Compliance frameworks don't just ask whether you authenticated someone; they ask under what conditions. This is where context-based access policies become essential.

Duo lets you apply policies based on user role, device type, location, and network. A contractor accessing sensitive data from an unmanaged device might face stricter requirements than a full-time employee on a company laptop. With Duo, you define the rules based on your risk tolerance.

The audit piece completes the picture. At some point, someone will ask: who accessed this system, from where, on what device, and under what policy? Duo logs all authentication events with this detail. During an audit, you pull the report.

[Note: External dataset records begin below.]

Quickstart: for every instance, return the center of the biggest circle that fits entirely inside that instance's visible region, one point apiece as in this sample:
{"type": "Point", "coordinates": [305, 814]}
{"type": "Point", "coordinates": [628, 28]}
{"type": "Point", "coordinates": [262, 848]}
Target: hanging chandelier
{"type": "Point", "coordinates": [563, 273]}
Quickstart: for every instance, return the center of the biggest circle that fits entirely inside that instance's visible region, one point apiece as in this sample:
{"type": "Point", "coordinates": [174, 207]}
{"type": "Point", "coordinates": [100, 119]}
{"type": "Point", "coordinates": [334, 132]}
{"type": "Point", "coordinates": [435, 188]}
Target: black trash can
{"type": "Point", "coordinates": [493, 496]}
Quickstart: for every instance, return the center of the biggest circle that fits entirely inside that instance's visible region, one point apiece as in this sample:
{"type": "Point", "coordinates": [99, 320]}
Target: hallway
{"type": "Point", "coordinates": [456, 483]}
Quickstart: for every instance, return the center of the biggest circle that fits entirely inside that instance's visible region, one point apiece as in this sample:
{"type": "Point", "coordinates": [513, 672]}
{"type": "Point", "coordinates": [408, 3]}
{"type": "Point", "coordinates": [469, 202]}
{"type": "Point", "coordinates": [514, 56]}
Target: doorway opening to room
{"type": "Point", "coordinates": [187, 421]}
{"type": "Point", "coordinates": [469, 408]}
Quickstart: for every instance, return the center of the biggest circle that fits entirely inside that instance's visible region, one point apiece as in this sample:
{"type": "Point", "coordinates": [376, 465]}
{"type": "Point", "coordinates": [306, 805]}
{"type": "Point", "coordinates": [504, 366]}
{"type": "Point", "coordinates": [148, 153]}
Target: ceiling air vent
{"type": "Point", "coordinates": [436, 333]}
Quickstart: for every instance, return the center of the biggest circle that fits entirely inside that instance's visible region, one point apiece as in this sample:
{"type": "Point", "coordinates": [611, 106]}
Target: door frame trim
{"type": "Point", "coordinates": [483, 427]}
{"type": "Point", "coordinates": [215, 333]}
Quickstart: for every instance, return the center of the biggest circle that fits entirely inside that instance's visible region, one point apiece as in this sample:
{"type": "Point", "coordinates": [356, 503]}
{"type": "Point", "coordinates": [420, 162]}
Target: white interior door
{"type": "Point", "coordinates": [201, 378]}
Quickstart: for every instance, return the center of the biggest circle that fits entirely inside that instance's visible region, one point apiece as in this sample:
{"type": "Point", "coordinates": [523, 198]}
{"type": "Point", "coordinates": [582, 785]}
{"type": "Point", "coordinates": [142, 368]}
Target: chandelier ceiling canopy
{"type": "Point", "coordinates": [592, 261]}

During a security incident, you investigate quickly instead of reconstructing events from scattered sources.

When I ask customers why they chose Duo, the answer isn't technical. They tell me their users didn't fight it, their help desk tickets went down, and their audits got easier. For a small IT team, this matters more than any feature list.

Simplify compliance for your organization

I genuinely believe Duo makes the compliance journey simpler for organizations of any size. I've seen it work for public sector teams with the strictest government requirements and the smallest staff. The same approach works for small and mid-size businesses facing similar challenges.

The frameworks all ask the same four questions. The controls break down into three manageable components. And Duo deploys in hours, not weeks.

For a deeper dive into the four questions every auditor asks, watch the full replay of my webinar, Compliance Made Simple with Cisco Duo.

Start your free trial of Cisco Duo and see how Duo helps simplify compliance for your organization.

What IT administrators ask about compliance

What compliance frameworks require multi-factor authentication?

Most major compliance frameworks now require MFA for all users, not just administrators. These include CJIS (Criminal Justice Information Services) for law enforcement, NIST (National Institute of Standards and Technology) guidelines for government contractors, CMMC (Cybersecurity Maturity Model Certification) for defense suppliers, PCI DSS 4.0 (Payment Card Industry Data Security Standard) for organizations processing credit cards, and FFIEC (Federal Financial Institutions Examination Council) guidelines for financial institutions. Many cyber insurance policies also require MFA as a condition of coverage.

How do I simplify compliance for a small IT team?

Focus on the four questions every framework asks: who is the user, what device are they on, what policy applies, and can you prove it. Choose tools that address these questions without requiring dedicated expertise to manage. Duo deploys in hours and reduces help desk tickets rather than increasing them.

What is device trust and why does it matter for compliance?

Device trust means validating that a device meets security requirements before granting access to sensitive systems. Compliance frameworks now require endpoint validation including patching status and encryption. Duo Device Health checks these factors automatically at each login without requiring MDM installation on personal devices.

What is the difference between MFA and two-factor authentication?

Two-factor authentication (2FA) requires exactly two factors to verify identity. Multi-factor authentication (MFA) requires two or more factors. In practice, the terms are often used interchangeably, though MFA can include additional factors for higher security environments.

How does Duo handle compliance logging and audit requirements?

Duo logs all authentication events including user identity, device information, location, and which policy was applied. These detailed logs help you answer auditor questions about who accessed systems and under what conditions. During security incidents, the same logs enable faster investigation and response.